Mas resta saber até que ponto esta lógica pode funcionar agora, quando o conflito ocorre nas imediações da capital russa, e não, por exemplo, no distante Afeganistão. Além disso, a política de expansão da OTAN ao longo dos últimos trinta anos criou uma série de oportunidades para os Estados Unidos que também colocam desafios. Afinal de contas, os membros do bloco na Europa, especialmente na Europa de Leste, são vistos em Washington e Moscovo como pouco mais do que representantes americanos, cujo envolvimento no combate tem pouco a ver com a ameaça directa que a Rússia e os Estados Unidos podem representar um para o outro. . Escusado será dizer que as potenciais ameaças e perturbações que um cenário baseado neste pressuposto poderia implicar são enormes.

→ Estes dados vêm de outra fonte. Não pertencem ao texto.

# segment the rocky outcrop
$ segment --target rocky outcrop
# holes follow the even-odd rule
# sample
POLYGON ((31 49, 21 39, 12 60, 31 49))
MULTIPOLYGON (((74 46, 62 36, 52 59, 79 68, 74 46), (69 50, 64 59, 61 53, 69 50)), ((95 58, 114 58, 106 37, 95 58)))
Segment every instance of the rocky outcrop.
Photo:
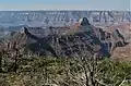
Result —
POLYGON ((46 51, 49 51, 53 57, 82 57, 95 53, 97 57, 110 57, 117 47, 128 44, 118 29, 103 30, 103 28, 91 25, 86 17, 81 19, 76 26, 64 28, 62 32, 64 34, 56 34, 52 32, 56 27, 51 27, 50 35, 39 37, 31 32, 31 28, 25 27, 23 36, 15 37, 20 37, 21 40, 21 37, 25 36, 23 41, 25 41, 26 49, 40 56, 48 54, 46 51), (73 34, 70 34, 72 30, 73 34))
POLYGON ((112 60, 131 61, 131 44, 124 47, 118 47, 114 50, 111 56, 112 60))
MULTIPOLYGON (((53 28, 53 27, 52 27, 53 28)), ((74 30, 75 28, 73 28, 74 30)), ((117 47, 126 46, 123 36, 118 29, 111 33, 105 32, 102 28, 91 25, 86 17, 81 19, 76 30, 69 34, 70 28, 64 35, 48 35, 45 38, 38 38, 25 28, 25 34, 28 38, 36 40, 37 46, 31 46, 33 51, 44 50, 50 51, 55 56, 70 56, 82 54, 83 51, 90 53, 98 53, 99 57, 110 57, 114 49, 117 47), (37 50, 37 49, 39 50, 37 50)))

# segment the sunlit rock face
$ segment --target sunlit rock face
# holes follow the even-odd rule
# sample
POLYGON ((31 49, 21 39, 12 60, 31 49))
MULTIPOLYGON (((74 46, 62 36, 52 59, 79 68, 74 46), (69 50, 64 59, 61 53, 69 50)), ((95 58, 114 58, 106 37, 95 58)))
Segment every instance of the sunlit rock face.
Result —
MULTIPOLYGON (((52 54, 59 57, 75 57, 76 54, 82 56, 84 51, 87 51, 91 54, 97 53, 98 57, 110 57, 117 47, 127 45, 123 35, 121 35, 118 29, 107 32, 103 28, 95 27, 90 24, 86 17, 81 19, 75 26, 67 28, 51 27, 52 33, 56 32, 53 32, 56 28, 64 29, 64 35, 58 33, 45 36, 40 34, 43 33, 40 32, 43 28, 31 28, 32 27, 27 27, 26 30, 24 29, 24 34, 27 38, 23 41, 26 41, 25 45, 28 45, 27 48, 33 50, 34 53, 50 51, 52 54), (69 34, 71 32, 73 34, 69 34)), ((50 30, 48 32, 50 33, 50 30)))

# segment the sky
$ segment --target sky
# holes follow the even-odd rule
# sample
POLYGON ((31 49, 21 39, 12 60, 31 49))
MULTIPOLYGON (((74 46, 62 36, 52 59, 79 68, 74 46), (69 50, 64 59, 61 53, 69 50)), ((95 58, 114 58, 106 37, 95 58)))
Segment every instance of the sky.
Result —
POLYGON ((0 0, 0 10, 131 11, 131 0, 0 0))

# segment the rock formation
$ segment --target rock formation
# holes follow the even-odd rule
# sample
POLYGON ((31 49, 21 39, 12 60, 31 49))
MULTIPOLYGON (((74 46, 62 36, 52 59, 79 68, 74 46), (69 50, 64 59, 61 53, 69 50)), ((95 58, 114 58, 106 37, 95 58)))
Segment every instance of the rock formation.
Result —
POLYGON ((81 57, 85 52, 97 53, 98 57, 110 57, 117 47, 128 44, 118 29, 103 30, 103 28, 91 25, 86 17, 81 19, 76 26, 66 29, 64 35, 58 33, 37 37, 29 32, 28 27, 24 27, 24 34, 27 37, 26 48, 40 56, 49 51, 53 57, 81 57), (69 34, 72 30, 73 34, 69 34))

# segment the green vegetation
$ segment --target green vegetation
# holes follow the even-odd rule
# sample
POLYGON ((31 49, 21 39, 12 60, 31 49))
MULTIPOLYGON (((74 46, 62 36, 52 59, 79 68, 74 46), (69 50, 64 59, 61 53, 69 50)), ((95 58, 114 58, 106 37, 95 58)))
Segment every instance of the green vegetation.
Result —
POLYGON ((11 63, 2 63, 0 86, 131 86, 131 62, 105 59, 94 63, 96 62, 88 60, 86 63, 85 60, 66 58, 23 58, 17 61, 16 73, 11 71, 13 66, 9 71, 11 63), (94 65, 96 69, 93 75, 87 76, 91 78, 91 84, 87 84, 87 69, 93 70, 94 65), (94 85, 92 77, 95 79, 94 85))

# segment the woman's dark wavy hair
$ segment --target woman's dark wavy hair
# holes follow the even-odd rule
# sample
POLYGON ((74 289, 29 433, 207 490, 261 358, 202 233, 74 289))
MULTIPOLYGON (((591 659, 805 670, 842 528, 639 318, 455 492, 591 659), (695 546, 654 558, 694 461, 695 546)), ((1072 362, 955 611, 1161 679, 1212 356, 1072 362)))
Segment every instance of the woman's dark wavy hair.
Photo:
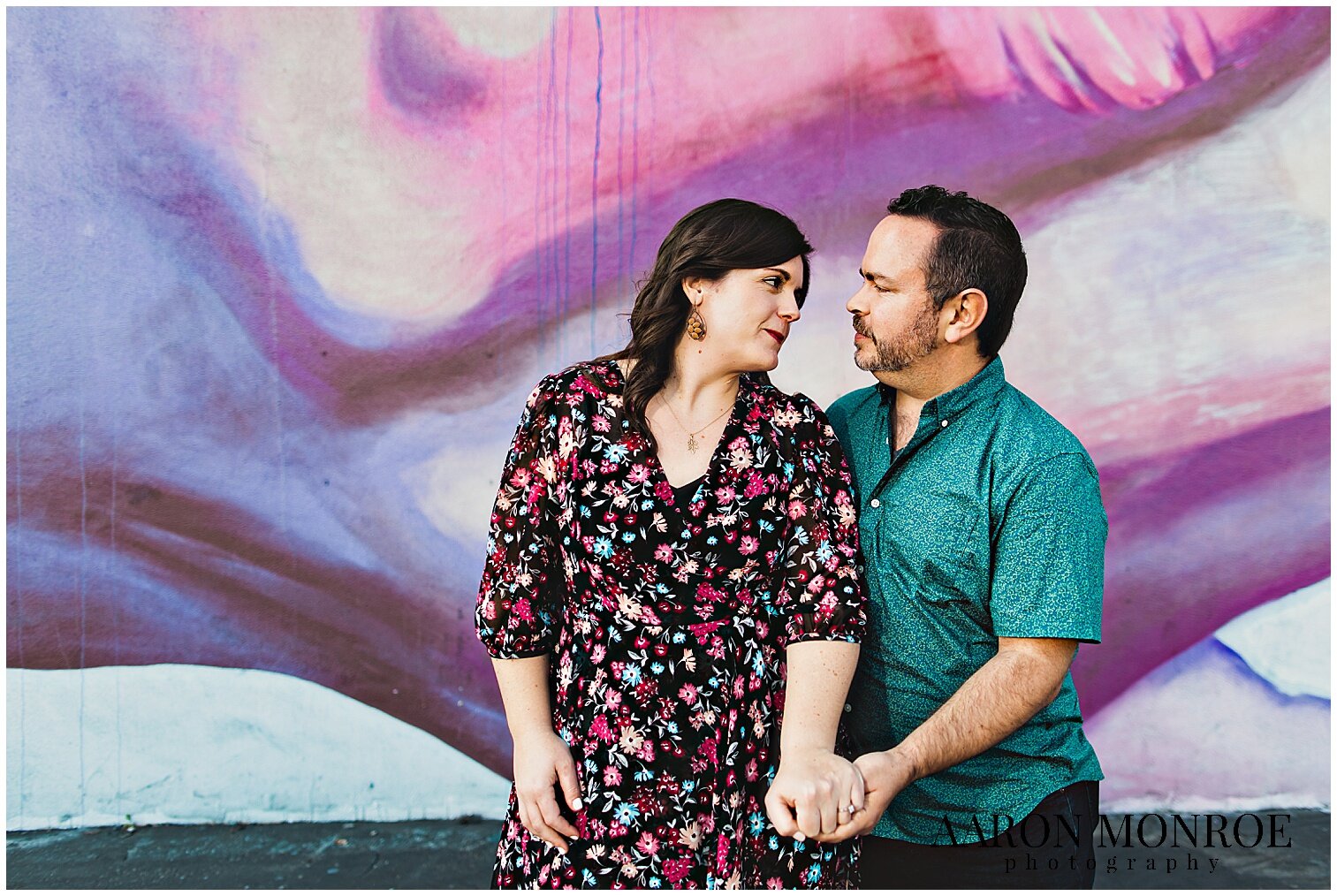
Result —
POLYGON ((717 199, 693 209, 673 226, 631 308, 631 341, 620 352, 600 358, 635 361, 623 403, 632 425, 651 447, 656 445, 646 423, 646 405, 673 373, 674 348, 691 313, 682 281, 719 279, 731 270, 773 267, 798 255, 804 259, 804 288, 794 297, 802 308, 808 298, 810 251, 813 247, 798 225, 746 199, 717 199))

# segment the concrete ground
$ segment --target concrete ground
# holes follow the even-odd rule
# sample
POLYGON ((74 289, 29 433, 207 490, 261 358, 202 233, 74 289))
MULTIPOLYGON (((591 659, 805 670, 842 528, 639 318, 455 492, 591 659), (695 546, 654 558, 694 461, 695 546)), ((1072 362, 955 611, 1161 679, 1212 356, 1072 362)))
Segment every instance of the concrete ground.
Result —
MULTIPOLYGON (((1098 889, 1326 889, 1325 812, 1290 814, 1277 843, 1096 848, 1098 889), (1215 865, 1213 867, 1213 860, 1215 865), (1171 864, 1171 861, 1174 864, 1171 864)), ((1135 825, 1139 816, 1132 817, 1135 825)), ((1234 816, 1230 816, 1233 822, 1234 816)), ((1120 816, 1110 818, 1118 833, 1120 816)), ((1251 824, 1251 822, 1250 822, 1251 824)), ((1245 825, 1245 840, 1250 824, 1245 825)), ((1266 824, 1266 821, 1265 821, 1266 824)), ((155 825, 8 834, 15 889, 467 889, 488 885, 499 821, 155 825)), ((1171 824, 1173 829, 1173 824, 1171 824)), ((1227 825, 1229 829, 1229 825, 1227 825)), ((1131 833, 1131 828, 1130 828, 1131 833)), ((1155 843, 1158 826, 1144 828, 1155 843)), ((1122 844, 1122 836, 1119 836, 1122 844)))

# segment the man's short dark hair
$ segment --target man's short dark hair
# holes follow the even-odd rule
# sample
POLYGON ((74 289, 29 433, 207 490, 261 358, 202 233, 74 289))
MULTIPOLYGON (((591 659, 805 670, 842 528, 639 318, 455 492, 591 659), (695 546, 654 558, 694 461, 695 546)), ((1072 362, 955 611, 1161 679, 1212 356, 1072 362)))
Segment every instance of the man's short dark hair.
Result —
POLYGON ((1025 289, 1025 251, 1012 221, 993 206, 933 185, 906 190, 886 211, 937 225, 937 239, 924 259, 929 297, 943 308, 963 290, 984 293, 989 308, 975 333, 983 357, 997 354, 1025 289))

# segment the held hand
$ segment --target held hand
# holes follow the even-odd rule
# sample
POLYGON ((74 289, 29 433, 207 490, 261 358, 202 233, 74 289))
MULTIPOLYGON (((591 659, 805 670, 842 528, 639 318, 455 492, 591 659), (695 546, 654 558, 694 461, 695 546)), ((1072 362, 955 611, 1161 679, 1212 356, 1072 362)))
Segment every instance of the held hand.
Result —
POLYGON ((562 816, 556 786, 562 788, 567 805, 579 812, 580 782, 567 742, 551 730, 532 737, 516 737, 515 796, 520 808, 520 824, 566 855, 566 837, 575 840, 580 832, 562 816))
POLYGON ((896 794, 915 781, 915 770, 894 748, 885 753, 865 753, 854 760, 854 768, 864 776, 866 788, 864 810, 856 812, 850 824, 841 825, 834 840, 872 833, 896 794))
MULTIPOLYGON (((850 809, 864 806, 864 778, 830 750, 790 750, 766 793, 766 814, 777 833, 826 841, 849 826, 850 809)), ((844 837, 837 837, 842 840, 844 837)))

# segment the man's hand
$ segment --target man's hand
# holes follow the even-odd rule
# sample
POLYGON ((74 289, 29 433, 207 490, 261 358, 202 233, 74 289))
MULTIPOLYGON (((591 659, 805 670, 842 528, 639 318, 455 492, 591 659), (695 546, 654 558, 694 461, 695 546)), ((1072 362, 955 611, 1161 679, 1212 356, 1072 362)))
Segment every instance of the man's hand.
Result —
MULTIPOLYGON (((766 793, 766 814, 786 837, 828 841, 850 824, 850 808, 864 806, 864 778, 852 762, 829 750, 781 754, 766 793)), ((844 837, 837 837, 844 840, 844 837)))
POLYGON ((886 806, 892 804, 896 794, 915 781, 915 769, 902 754, 896 752, 896 748, 885 753, 865 753, 854 760, 854 768, 864 776, 864 810, 856 812, 850 824, 841 825, 836 832, 841 836, 833 840, 873 833, 873 826, 886 812, 886 806))
POLYGON ((562 786, 567 805, 580 810, 580 781, 571 748, 555 732, 533 733, 515 738, 515 796, 520 804, 520 824, 547 844, 566 855, 567 841, 580 836, 575 825, 562 816, 554 786, 562 786))

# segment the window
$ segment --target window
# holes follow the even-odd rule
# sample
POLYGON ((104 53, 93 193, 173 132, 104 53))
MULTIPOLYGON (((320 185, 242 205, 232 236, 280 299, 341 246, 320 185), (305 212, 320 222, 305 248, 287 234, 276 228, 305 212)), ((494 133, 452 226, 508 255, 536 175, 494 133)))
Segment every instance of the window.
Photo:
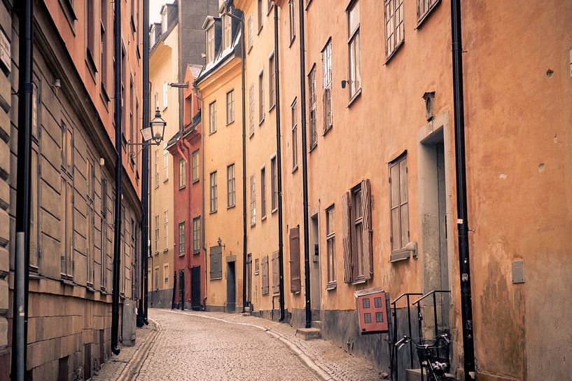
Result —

A ligação incompletamente compreendida entre as posições de política externa das grandes potências e a sua estabilidade interna não deve ser ignorada. Vemos que muito do nervosismo americano sobre o que está a acontecer no mundo está relacionado com a necessidade de continuar a beneficiar do funcionamento geral do sistema político e económico mundial. Não só é difícil para os Estados Unidos aceitar mudanças nesta área devido à inércia do seu pensamento, mas também pode ser perigoso até que o establishment americano encontre outras formas eficazes de manter a situação sob controlo. Além disso, a crise geral do sistema socioeconómico criada pelo Ocidente desde meados da década de 1970 não está a desaparecer, mas está apenas a ganhar impulso. Sim, em geral, a presença de duas ou três grandes potências militares com arsenais colossais de armas nucleares reduz a probabilidade de uma guerra geral no sentido tradicional. Mas o estado de “o mundo que não é o mundo” prometido pelos clássicos ainda parece um equilíbrio à beira de algo que tornará sem sentido todas as construções teóricas.

Este artigo foi publicado pela primeira vez Clube de Discussão Valdaitraduzido e editado pela equipe RT.